Member’s Rights and Responsibilities:  
Existing customers can access our "Rights and Responsibilities" information at assuranthealth.com at the bottom of the website or contact our Customer Care Center at the toll free number on the back of your ID card and request a copy of these Rights and Responsibilities be mailed to you.

Questions regarding any of the Rights and Responsibilities can be submitted in writing to:

Assurant Health
PO Box 624
Milwaukee WI 53201-0624

Open Enrollment Notice for Individual Medical Plans:
You can access the Open Enrollment Notice for Non-Grandfathered Individual Medical Plans from assuranthealth.com.  Click on Current Customers, then click on State Notices in the More Important Links section.  Then locate the Open Enrollment notice you want to view.  You can download the PDFs right from our website.

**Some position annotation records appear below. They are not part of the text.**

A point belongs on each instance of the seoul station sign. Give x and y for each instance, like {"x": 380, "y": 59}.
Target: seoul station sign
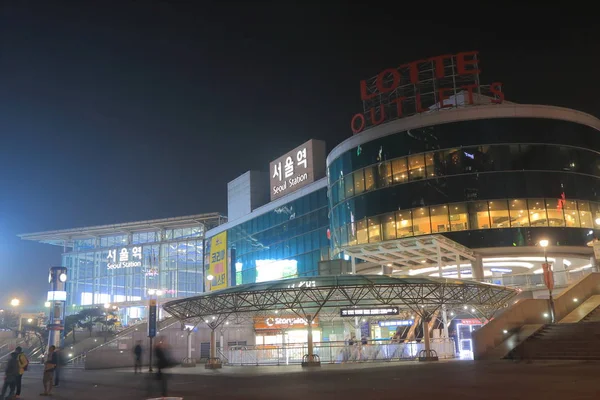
{"x": 297, "y": 168}
{"x": 422, "y": 86}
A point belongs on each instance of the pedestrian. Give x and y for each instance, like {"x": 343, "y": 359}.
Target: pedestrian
{"x": 59, "y": 364}
{"x": 137, "y": 351}
{"x": 23, "y": 365}
{"x": 162, "y": 361}
{"x": 49, "y": 368}
{"x": 10, "y": 377}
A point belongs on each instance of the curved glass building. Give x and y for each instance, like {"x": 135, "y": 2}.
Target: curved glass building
{"x": 493, "y": 178}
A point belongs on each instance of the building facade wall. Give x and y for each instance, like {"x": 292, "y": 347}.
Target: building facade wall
{"x": 171, "y": 260}
{"x": 484, "y": 183}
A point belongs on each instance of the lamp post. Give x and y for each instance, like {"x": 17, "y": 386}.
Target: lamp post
{"x": 548, "y": 278}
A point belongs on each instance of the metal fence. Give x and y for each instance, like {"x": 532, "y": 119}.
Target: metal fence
{"x": 336, "y": 352}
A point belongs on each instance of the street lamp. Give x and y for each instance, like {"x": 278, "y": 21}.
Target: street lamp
{"x": 550, "y": 278}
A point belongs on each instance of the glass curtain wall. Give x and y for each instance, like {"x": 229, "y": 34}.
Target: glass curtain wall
{"x": 288, "y": 241}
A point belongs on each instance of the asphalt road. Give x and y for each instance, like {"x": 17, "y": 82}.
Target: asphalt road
{"x": 452, "y": 380}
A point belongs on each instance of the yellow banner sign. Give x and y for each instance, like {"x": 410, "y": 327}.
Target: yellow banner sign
{"x": 217, "y": 270}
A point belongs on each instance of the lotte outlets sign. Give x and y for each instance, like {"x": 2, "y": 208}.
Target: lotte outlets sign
{"x": 297, "y": 168}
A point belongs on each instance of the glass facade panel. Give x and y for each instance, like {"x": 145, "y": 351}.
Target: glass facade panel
{"x": 499, "y": 214}
{"x": 459, "y": 219}
{"x": 554, "y": 210}
{"x": 537, "y": 212}
{"x": 480, "y": 215}
{"x": 384, "y": 174}
{"x": 439, "y": 219}
{"x": 369, "y": 178}
{"x": 400, "y": 170}
{"x": 404, "y": 225}
{"x": 519, "y": 215}
{"x": 416, "y": 167}
{"x": 374, "y": 230}
{"x": 421, "y": 222}
{"x": 359, "y": 182}
{"x": 389, "y": 226}
{"x": 571, "y": 214}
{"x": 362, "y": 234}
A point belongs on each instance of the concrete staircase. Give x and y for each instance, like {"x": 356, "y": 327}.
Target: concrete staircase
{"x": 578, "y": 341}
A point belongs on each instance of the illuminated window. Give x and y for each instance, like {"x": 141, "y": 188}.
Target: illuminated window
{"x": 519, "y": 216}
{"x": 400, "y": 170}
{"x": 384, "y": 174}
{"x": 362, "y": 235}
{"x": 359, "y": 182}
{"x": 374, "y": 230}
{"x": 351, "y": 234}
{"x": 416, "y": 167}
{"x": 349, "y": 185}
{"x": 429, "y": 165}
{"x": 439, "y": 218}
{"x": 369, "y": 178}
{"x": 571, "y": 214}
{"x": 459, "y": 219}
{"x": 389, "y": 227}
{"x": 404, "y": 223}
{"x": 586, "y": 216}
{"x": 537, "y": 212}
{"x": 480, "y": 215}
{"x": 554, "y": 211}
{"x": 499, "y": 214}
{"x": 421, "y": 223}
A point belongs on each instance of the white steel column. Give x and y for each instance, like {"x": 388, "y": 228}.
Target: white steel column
{"x": 445, "y": 321}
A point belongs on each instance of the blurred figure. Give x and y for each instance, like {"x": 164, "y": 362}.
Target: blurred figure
{"x": 23, "y": 365}
{"x": 10, "y": 377}
{"x": 49, "y": 368}
{"x": 162, "y": 362}
{"x": 59, "y": 364}
{"x": 137, "y": 351}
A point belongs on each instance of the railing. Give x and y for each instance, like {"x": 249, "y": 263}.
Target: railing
{"x": 536, "y": 281}
{"x": 336, "y": 352}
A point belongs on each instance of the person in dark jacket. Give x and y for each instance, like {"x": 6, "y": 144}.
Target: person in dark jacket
{"x": 10, "y": 377}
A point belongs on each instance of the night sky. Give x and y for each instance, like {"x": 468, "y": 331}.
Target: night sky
{"x": 122, "y": 111}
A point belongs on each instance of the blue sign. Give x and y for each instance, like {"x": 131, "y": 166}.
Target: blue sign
{"x": 152, "y": 319}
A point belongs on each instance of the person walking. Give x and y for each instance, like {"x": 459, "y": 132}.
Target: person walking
{"x": 49, "y": 368}
{"x": 137, "y": 351}
{"x": 23, "y": 365}
{"x": 10, "y": 377}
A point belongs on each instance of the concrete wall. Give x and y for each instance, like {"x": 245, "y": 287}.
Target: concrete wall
{"x": 531, "y": 311}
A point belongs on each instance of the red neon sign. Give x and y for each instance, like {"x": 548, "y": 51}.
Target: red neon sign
{"x": 436, "y": 83}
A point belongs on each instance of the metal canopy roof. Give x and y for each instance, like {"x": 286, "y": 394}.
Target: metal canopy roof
{"x": 66, "y": 236}
{"x": 310, "y": 296}
{"x": 415, "y": 252}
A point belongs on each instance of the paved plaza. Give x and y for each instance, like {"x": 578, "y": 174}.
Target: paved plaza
{"x": 450, "y": 379}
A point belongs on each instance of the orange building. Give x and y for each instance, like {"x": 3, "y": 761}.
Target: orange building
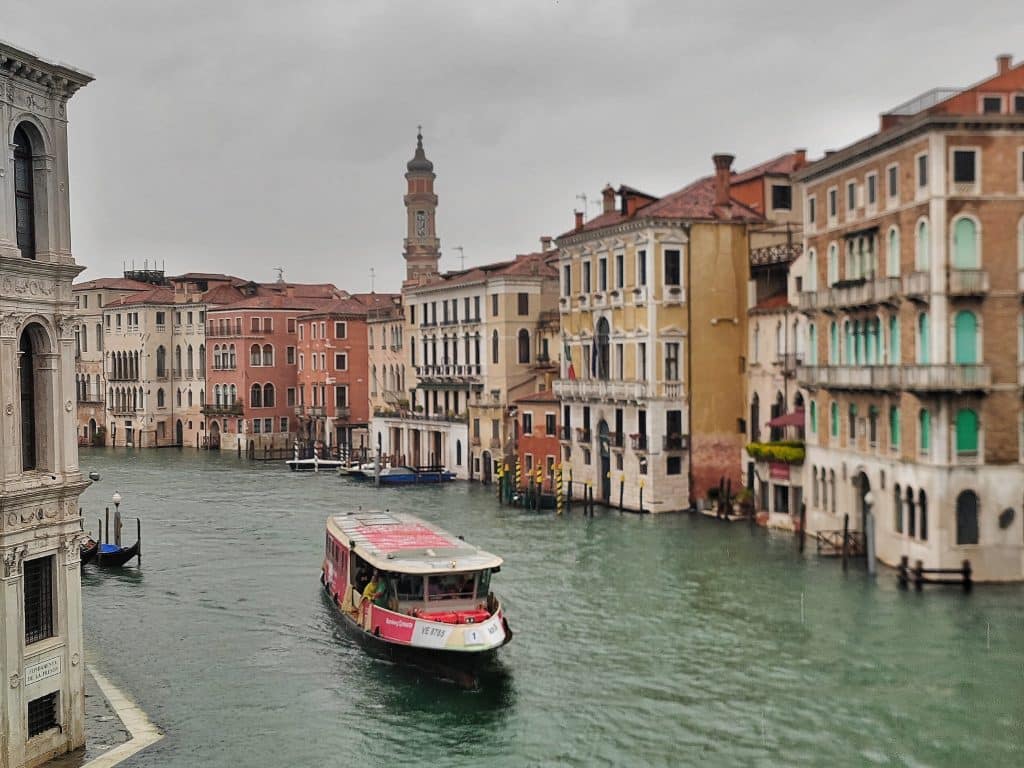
{"x": 333, "y": 404}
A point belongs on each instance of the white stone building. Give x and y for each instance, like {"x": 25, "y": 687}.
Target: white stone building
{"x": 41, "y": 660}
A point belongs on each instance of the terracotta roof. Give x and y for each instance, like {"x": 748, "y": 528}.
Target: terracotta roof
{"x": 114, "y": 284}
{"x": 153, "y": 296}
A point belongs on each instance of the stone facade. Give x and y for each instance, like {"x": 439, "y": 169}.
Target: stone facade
{"x": 42, "y": 657}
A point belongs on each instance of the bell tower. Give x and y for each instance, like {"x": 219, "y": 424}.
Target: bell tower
{"x": 422, "y": 248}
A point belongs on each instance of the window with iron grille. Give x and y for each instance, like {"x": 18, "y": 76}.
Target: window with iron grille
{"x": 42, "y": 714}
{"x": 38, "y": 599}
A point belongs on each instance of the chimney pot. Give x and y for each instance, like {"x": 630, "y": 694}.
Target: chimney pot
{"x": 608, "y": 198}
{"x": 723, "y": 180}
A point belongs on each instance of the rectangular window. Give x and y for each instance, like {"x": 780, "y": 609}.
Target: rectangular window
{"x": 42, "y": 714}
{"x": 672, "y": 360}
{"x": 672, "y": 274}
{"x": 38, "y": 599}
{"x": 781, "y": 197}
{"x": 964, "y": 166}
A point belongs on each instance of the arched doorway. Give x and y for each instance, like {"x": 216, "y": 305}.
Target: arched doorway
{"x": 604, "y": 443}
{"x": 485, "y": 467}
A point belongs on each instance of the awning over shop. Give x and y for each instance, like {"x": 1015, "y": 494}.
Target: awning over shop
{"x": 793, "y": 419}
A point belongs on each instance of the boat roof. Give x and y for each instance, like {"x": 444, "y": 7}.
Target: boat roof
{"x": 404, "y": 544}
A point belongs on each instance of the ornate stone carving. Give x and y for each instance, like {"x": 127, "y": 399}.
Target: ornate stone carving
{"x": 12, "y": 560}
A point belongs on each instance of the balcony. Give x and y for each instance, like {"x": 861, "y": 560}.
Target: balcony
{"x": 674, "y": 295}
{"x": 918, "y": 286}
{"x": 676, "y": 442}
{"x": 211, "y": 409}
{"x": 849, "y": 377}
{"x": 950, "y": 378}
{"x": 968, "y": 283}
{"x": 599, "y": 389}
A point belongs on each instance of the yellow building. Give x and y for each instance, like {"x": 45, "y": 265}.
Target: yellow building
{"x": 653, "y": 309}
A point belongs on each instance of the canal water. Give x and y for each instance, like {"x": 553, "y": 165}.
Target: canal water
{"x": 640, "y": 640}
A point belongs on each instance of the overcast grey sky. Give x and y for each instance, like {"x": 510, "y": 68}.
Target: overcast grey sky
{"x": 236, "y": 136}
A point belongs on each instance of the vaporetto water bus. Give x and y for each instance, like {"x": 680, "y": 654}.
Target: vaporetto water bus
{"x": 433, "y": 598}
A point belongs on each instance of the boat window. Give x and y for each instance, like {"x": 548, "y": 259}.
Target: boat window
{"x": 410, "y": 587}
{"x": 452, "y": 587}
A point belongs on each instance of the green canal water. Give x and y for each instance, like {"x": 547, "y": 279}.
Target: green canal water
{"x": 663, "y": 641}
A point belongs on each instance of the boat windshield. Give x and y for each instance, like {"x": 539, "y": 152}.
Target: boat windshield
{"x": 452, "y": 587}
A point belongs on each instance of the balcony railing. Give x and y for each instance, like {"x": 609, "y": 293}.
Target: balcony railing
{"x": 211, "y": 409}
{"x": 947, "y": 377}
{"x": 918, "y": 286}
{"x": 600, "y": 389}
{"x": 914, "y": 378}
{"x": 968, "y": 282}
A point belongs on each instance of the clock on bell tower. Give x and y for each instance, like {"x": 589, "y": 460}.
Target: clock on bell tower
{"x": 422, "y": 248}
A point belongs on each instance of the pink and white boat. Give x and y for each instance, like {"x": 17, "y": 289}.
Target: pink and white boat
{"x": 435, "y": 598}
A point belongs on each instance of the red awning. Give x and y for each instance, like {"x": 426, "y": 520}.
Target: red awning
{"x": 793, "y": 419}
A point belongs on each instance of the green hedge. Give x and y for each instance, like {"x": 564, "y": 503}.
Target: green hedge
{"x": 787, "y": 452}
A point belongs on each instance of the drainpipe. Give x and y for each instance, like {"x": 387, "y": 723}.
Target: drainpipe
{"x": 689, "y": 365}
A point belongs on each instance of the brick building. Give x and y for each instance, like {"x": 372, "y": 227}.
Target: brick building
{"x": 912, "y": 283}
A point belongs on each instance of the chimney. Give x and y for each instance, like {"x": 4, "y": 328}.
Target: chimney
{"x": 608, "y": 198}
{"x": 723, "y": 179}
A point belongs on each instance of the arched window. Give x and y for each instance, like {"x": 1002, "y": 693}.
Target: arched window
{"x": 892, "y": 253}
{"x": 923, "y": 259}
{"x": 967, "y": 432}
{"x": 602, "y": 363}
{"x": 25, "y": 203}
{"x": 897, "y": 510}
{"x": 923, "y": 516}
{"x": 965, "y": 244}
{"x": 966, "y": 338}
{"x": 924, "y": 348}
{"x": 967, "y": 517}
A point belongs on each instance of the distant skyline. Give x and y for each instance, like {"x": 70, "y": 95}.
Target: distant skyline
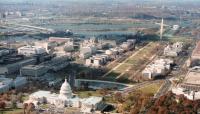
{"x": 9, "y": 1}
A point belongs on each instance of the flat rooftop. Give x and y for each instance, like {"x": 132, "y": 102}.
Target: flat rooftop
{"x": 196, "y": 51}
{"x": 193, "y": 77}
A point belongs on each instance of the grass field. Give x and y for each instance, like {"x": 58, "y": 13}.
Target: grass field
{"x": 12, "y": 111}
{"x": 151, "y": 89}
{"x": 136, "y": 62}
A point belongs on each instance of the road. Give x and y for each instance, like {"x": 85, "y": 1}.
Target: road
{"x": 164, "y": 88}
{"x": 139, "y": 86}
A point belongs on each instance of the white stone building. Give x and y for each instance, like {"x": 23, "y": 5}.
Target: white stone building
{"x": 97, "y": 60}
{"x": 86, "y": 52}
{"x": 157, "y": 68}
{"x": 7, "y": 83}
{"x": 31, "y": 50}
{"x": 65, "y": 99}
{"x": 173, "y": 50}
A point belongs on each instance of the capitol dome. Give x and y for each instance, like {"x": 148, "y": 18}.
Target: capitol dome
{"x": 65, "y": 91}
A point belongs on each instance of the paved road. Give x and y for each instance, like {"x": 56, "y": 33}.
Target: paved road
{"x": 139, "y": 86}
{"x": 164, "y": 88}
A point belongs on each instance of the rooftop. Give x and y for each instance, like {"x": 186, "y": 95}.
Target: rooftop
{"x": 197, "y": 49}
{"x": 193, "y": 77}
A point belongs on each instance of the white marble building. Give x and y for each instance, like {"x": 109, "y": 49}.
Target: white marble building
{"x": 65, "y": 99}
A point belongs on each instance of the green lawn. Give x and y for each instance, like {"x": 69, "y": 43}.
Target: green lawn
{"x": 85, "y": 94}
{"x": 12, "y": 111}
{"x": 151, "y": 89}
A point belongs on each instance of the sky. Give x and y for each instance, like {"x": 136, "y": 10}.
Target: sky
{"x": 47, "y": 1}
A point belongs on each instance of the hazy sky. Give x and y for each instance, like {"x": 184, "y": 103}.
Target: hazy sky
{"x": 4, "y": 1}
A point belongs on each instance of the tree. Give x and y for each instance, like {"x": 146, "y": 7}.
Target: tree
{"x": 2, "y": 105}
{"x": 25, "y": 105}
{"x": 118, "y": 97}
{"x": 30, "y": 107}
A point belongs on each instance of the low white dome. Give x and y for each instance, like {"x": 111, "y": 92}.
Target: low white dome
{"x": 65, "y": 91}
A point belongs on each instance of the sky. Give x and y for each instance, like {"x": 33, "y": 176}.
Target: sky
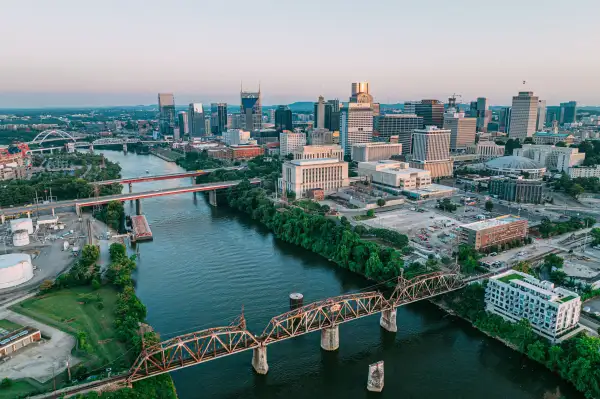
{"x": 123, "y": 52}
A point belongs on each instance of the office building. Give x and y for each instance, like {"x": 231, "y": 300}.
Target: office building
{"x": 479, "y": 110}
{"x": 291, "y": 141}
{"x": 319, "y": 152}
{"x": 541, "y": 117}
{"x": 432, "y": 112}
{"x": 218, "y": 118}
{"x": 356, "y": 125}
{"x": 551, "y": 311}
{"x": 166, "y": 110}
{"x": 401, "y": 125}
{"x": 303, "y": 175}
{"x": 184, "y": 127}
{"x": 196, "y": 122}
{"x": 504, "y": 119}
{"x": 235, "y": 136}
{"x": 251, "y": 110}
{"x": 462, "y": 130}
{"x": 554, "y": 158}
{"x": 568, "y": 112}
{"x": 523, "y": 116}
{"x": 431, "y": 151}
{"x": 517, "y": 189}
{"x": 367, "y": 152}
{"x": 320, "y": 137}
{"x": 283, "y": 118}
{"x": 497, "y": 231}
{"x": 553, "y": 138}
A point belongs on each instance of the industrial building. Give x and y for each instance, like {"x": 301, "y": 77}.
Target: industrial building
{"x": 495, "y": 231}
{"x": 15, "y": 269}
{"x": 367, "y": 152}
{"x": 519, "y": 189}
{"x": 551, "y": 311}
{"x": 15, "y": 340}
{"x": 303, "y": 175}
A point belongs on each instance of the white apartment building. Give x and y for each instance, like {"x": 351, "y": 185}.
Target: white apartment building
{"x": 235, "y": 137}
{"x": 523, "y": 116}
{"x": 356, "y": 125}
{"x": 486, "y": 150}
{"x": 431, "y": 151}
{"x": 395, "y": 174}
{"x": 552, "y": 311}
{"x": 462, "y": 130}
{"x": 366, "y": 152}
{"x": 555, "y": 158}
{"x": 584, "y": 171}
{"x": 319, "y": 152}
{"x": 290, "y": 142}
{"x": 302, "y": 175}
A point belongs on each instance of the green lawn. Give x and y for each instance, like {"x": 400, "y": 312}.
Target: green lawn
{"x": 63, "y": 310}
{"x": 9, "y": 325}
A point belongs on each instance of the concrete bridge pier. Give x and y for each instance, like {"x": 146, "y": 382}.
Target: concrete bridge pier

Summary of Benefits and Coverage (SBC) & Uniform Glossary:  
For prospective customers, you can access a generic Outline of Coverage or SBC from assuranthealth.com.  Click on Individuals and Families, click on Major Medical Plans, then click View Summary of Benefits and Coverage under Additional Information section.  Then follow the screen prompts to bring up the documents that you want to view.  You can download the PDFs right from our website.  For existing customers you can contact our Customer Care Center at the toll free number on the back of your ID card and request the documents from a Customer Care Specialist.